あだちだ。あだちが来た。(義ん母)

「自分を信用していない人が、誰かに信用されるはずないじゃない!」
いつもの如く高田馬場の10度カフェにて作業に打ち込んでいたが どうにも頭ん中で『タッチ』の南ちゃんが、やたらと俺に説教してくる。

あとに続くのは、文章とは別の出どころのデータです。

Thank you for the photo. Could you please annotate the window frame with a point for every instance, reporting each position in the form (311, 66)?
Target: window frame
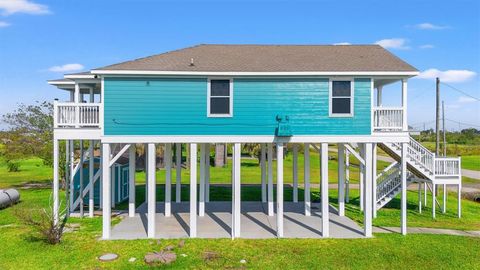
(331, 97)
(230, 97)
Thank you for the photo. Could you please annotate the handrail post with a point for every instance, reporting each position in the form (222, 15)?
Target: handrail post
(55, 113)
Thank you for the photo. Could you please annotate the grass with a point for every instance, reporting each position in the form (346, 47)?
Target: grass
(80, 249)
(471, 162)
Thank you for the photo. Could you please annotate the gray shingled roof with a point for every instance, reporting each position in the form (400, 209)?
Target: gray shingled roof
(270, 58)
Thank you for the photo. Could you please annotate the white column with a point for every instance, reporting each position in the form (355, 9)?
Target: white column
(379, 96)
(404, 189)
(295, 172)
(201, 204)
(263, 173)
(207, 172)
(420, 197)
(434, 189)
(347, 176)
(374, 176)
(459, 199)
(151, 191)
(168, 179)
(236, 192)
(444, 209)
(306, 178)
(404, 104)
(362, 178)
(324, 189)
(131, 181)
(270, 179)
(368, 207)
(80, 168)
(178, 195)
(91, 160)
(193, 190)
(56, 200)
(72, 175)
(279, 190)
(341, 179)
(146, 171)
(106, 191)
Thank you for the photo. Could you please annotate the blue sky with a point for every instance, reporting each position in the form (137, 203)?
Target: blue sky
(41, 40)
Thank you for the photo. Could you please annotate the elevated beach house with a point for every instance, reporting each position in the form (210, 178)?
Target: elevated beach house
(276, 96)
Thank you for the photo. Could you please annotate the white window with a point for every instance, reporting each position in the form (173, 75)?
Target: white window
(341, 98)
(220, 100)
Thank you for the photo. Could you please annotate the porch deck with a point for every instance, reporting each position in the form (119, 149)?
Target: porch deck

新体操で全国に行ったかどうか知らないが、少なくとも俺は年上である。
少しは敬語を使って欲しいものだ。
いや、それ以上に、初対面だ。初対面の年上の首ねっこ捕まえて、いきなり「後に転機となった言葉」っぽいものを投げかけてくるとは業腹極まりない。
然し返答に窮している内に南ちゃんは眼に涙を浮かべて
「知らない!たっちゃんの馬鹿!」と言って早々に立ち去ってしまった。
誤解だ、南ちゃん。俺はたっちゃんじゃない。一体、南ちゃんはどうしたというのか。
俺とたっちゃんと見間違えるなんて実は光を喪っていたあの監督じゃないか。
いくらあだち充がキャラクターの描き分けが出来ないからといって、南ちゃんとあのグラサンの描き分けすらできなくなってしまったというのか。痛い。何だ、急に。あだちだ。あだちが来た。ふいに脳にあだち充が現れた。それでいて例の巨大な筆先で俺の眼球を内側からつついてきやがる。すごく嫌な顔している。何が言いたい。どうやら「そんくらい描き分け出来るっちゃ」と言いたいらしい。何故、ラムちゃん口調だったのかは知らない。だとすれば答えは一つ。俺はたっちゃんだったのだ。これで辻褄が合う。
さて、辻褄が合ったところで困ったところだ。
確かに俺は今、自分自身を信用していない。何しろ昨日、床に就く直前に
「僕は世界中の誰より5時に起きて昼の会議に向け資料製作をします」
かくも明日の自分に確約して、眠りに就いたは良いが、床から起き上がれば既に午前11時。目覚ましを止めた記憶がない。そして、ここにきて南ちゃんの登場。これはつまるところ、目覚ましを止めたのは紛れもなく俺であって、それ以外は今まで全て上杉達也だったということだ。思えば昨日の「僕は~」はどう考えても「明日早く起きたい上杉達也」ではないか。いつの間に入れ替わってしまったというのか。
どの窓口に問い合わせれば良いのだ。
そんなことより、時間が無い。何しろ俺が俺であろうと上杉達也だろうと、締切は待ってくれない。そして間もなく会議である。
痛い。あだち。やめろ。突くな。違う。あだちではなかった。
ただの胃痛だ。上杉達也になりきって何とか現実より逃げ切らんとしていたのに、もう目の前には現実しかなくなってしまった。南ちゃん、助けてくれ。最悪、音読みしてナンちゃんで良いから助けてくれ。駄目だ。ナンチャンは今、ヒルナンデスのスタンバイだ。タッチ、タッチ、誰か代わっての意味での、タッチ。